Blueberry plants grow in a variety of climates and soil types. Many of the issues you may face will be regional. Here in Kentucky we have a clay/rock soil, so the most important things to do here is to plant your new plant in a peat/pearlite mixture. If you are pot planting, you can use a fifty/fifty peat pearlite mix, if you are soil planting, make sure you have good drainage, then mix the
peat/pearlite into the soil in a one foot deep four foot by four foot area. This will allow the roots to grow without strain and allow the bush to rejuvenate at a high rate.

Care
For the home gardener, Miracle-Gro® Miracid is easy and works well.

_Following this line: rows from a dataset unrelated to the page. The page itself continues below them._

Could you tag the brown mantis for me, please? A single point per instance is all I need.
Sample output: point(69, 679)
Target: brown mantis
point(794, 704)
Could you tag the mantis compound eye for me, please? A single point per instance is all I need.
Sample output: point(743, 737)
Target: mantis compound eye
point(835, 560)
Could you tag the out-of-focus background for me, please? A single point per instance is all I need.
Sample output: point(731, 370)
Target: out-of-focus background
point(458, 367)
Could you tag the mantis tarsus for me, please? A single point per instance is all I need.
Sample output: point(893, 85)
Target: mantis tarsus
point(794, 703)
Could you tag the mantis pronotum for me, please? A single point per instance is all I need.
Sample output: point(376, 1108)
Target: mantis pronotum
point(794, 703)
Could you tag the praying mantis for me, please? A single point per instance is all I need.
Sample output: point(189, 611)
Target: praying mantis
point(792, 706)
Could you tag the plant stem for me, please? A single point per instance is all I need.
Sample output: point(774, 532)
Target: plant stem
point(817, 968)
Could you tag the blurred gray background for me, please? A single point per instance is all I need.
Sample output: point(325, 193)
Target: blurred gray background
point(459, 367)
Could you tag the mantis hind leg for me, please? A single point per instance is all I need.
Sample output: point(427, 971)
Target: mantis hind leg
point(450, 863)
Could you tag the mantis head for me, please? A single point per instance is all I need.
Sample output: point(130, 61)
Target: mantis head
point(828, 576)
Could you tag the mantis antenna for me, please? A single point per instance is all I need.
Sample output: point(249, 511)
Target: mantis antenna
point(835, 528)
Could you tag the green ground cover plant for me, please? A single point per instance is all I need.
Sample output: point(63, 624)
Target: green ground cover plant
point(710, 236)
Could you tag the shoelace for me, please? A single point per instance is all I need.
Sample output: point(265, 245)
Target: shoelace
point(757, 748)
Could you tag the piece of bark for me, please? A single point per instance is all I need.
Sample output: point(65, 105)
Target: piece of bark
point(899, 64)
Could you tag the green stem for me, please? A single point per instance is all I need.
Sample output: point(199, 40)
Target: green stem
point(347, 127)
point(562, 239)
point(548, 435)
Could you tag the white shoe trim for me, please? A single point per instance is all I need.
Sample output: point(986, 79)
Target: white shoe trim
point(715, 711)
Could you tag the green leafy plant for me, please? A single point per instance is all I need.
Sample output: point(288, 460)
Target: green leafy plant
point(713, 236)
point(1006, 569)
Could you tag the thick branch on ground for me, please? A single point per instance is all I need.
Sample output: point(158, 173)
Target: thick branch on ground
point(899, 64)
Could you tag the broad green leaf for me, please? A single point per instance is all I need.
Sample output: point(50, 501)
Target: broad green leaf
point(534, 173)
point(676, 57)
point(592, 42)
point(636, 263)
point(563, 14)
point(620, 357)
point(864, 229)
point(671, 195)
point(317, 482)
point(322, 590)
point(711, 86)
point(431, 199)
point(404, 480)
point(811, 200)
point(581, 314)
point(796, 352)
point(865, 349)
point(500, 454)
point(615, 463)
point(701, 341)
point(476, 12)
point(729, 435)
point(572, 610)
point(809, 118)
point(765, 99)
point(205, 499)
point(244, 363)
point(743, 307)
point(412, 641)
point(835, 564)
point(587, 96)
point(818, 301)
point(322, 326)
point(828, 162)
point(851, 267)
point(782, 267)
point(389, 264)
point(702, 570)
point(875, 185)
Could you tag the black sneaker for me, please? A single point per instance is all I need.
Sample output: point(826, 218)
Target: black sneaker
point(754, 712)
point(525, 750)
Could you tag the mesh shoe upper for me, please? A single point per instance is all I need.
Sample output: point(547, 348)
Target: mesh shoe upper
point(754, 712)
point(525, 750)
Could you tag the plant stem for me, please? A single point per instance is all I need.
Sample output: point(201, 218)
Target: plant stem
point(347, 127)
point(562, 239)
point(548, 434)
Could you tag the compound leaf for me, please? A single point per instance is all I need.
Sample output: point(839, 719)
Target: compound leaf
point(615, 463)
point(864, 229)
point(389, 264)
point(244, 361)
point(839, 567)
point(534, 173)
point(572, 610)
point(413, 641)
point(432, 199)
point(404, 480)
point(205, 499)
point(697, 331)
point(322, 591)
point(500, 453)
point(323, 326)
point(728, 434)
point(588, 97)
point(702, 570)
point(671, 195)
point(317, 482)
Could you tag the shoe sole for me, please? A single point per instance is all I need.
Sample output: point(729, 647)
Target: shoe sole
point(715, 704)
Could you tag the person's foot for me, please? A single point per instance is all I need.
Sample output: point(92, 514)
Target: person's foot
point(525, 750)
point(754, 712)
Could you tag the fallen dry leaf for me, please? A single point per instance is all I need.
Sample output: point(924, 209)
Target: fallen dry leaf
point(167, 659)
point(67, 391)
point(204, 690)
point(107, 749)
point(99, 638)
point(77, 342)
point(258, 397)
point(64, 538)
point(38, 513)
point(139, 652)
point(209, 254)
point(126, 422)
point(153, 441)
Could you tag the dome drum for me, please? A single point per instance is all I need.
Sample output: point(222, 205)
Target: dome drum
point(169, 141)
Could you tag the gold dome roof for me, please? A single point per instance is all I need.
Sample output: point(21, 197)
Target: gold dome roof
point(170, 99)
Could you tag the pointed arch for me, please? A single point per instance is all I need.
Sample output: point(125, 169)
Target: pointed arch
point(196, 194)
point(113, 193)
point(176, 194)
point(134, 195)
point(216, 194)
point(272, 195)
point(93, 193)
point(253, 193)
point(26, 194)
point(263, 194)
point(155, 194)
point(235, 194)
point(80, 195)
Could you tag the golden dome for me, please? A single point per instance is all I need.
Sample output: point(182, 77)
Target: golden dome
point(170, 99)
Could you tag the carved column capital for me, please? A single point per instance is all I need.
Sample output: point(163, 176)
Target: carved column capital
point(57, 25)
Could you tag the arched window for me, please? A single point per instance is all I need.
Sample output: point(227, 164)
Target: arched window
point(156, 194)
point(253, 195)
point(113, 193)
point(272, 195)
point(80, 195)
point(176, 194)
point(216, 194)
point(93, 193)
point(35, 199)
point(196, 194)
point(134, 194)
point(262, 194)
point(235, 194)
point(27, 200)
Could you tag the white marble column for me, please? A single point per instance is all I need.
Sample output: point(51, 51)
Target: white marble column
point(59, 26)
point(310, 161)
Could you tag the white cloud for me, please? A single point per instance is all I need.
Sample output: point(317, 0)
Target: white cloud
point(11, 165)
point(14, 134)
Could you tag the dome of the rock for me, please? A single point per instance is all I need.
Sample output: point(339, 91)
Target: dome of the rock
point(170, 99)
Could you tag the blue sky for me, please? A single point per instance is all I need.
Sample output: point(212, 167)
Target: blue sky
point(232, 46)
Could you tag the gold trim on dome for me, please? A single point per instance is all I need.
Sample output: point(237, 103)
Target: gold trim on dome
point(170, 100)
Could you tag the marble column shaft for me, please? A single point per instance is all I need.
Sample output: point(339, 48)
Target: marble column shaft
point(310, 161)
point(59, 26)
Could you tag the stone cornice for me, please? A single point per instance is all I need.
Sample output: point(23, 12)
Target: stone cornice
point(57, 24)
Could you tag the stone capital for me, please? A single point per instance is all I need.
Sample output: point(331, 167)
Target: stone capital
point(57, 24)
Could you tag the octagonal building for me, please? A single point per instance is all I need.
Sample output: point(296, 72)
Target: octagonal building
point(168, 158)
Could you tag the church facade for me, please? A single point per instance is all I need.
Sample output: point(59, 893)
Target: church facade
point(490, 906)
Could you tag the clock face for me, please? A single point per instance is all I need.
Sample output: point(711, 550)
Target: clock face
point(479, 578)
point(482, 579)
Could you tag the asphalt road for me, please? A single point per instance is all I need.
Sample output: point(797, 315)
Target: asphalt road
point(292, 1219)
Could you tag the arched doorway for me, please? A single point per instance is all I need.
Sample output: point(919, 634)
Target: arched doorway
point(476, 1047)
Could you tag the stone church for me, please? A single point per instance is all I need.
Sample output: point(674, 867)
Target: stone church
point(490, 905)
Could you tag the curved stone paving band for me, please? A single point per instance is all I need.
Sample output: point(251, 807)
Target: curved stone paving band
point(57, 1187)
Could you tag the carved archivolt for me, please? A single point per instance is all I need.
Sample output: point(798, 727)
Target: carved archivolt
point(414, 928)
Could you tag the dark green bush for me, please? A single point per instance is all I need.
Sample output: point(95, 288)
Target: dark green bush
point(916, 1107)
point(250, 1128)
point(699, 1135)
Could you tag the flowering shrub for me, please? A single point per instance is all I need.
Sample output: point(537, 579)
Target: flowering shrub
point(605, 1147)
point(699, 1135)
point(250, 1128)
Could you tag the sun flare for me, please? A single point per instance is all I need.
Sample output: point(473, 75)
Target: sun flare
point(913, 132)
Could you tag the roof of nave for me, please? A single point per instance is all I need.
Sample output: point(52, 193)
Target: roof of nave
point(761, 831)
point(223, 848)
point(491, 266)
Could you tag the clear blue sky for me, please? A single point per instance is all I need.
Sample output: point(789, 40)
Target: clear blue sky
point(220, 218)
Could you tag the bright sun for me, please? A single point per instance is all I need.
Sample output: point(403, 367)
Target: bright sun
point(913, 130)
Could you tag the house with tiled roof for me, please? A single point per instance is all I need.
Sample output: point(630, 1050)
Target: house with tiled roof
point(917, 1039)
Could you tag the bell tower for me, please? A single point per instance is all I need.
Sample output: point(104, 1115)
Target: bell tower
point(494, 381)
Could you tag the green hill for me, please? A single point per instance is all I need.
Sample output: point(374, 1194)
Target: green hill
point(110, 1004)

All you have to do is follow the directions and treat about once a month starting at bloom and ending at fruit.  A good rule of thumb is to not fertilize after July 1.  This will cause a flush of late growth that will not harden off before winter and cause dieback on your plant.

The leaves will speak to you.  If they are a veiny-yellow on the new growth, they need water and/or nutrition. If you notice anything strange on the leaves or dieback, it is most likely a fungus. You can treat  fungus with Captan, or any like fungicide.  Their is a plethora of information online about blueberry care and you can check out our blog for more information as well.  For the birds, netting is a practical deterrent, but there are many things you can try: distress calls, owls, sprays, or balloons.

When your bush gets to be about four years old, you will want to begin pruning. Take out about one cane per year, or anything over one inch thick that looks barky and unproductive.  Cut the old cane back as low as you can to the crown.  We use a lopper (a long handled pruner) and do this in February while the bush is dormant.  This reduces the exposure of live wood to fungus (more prevalent in the spring).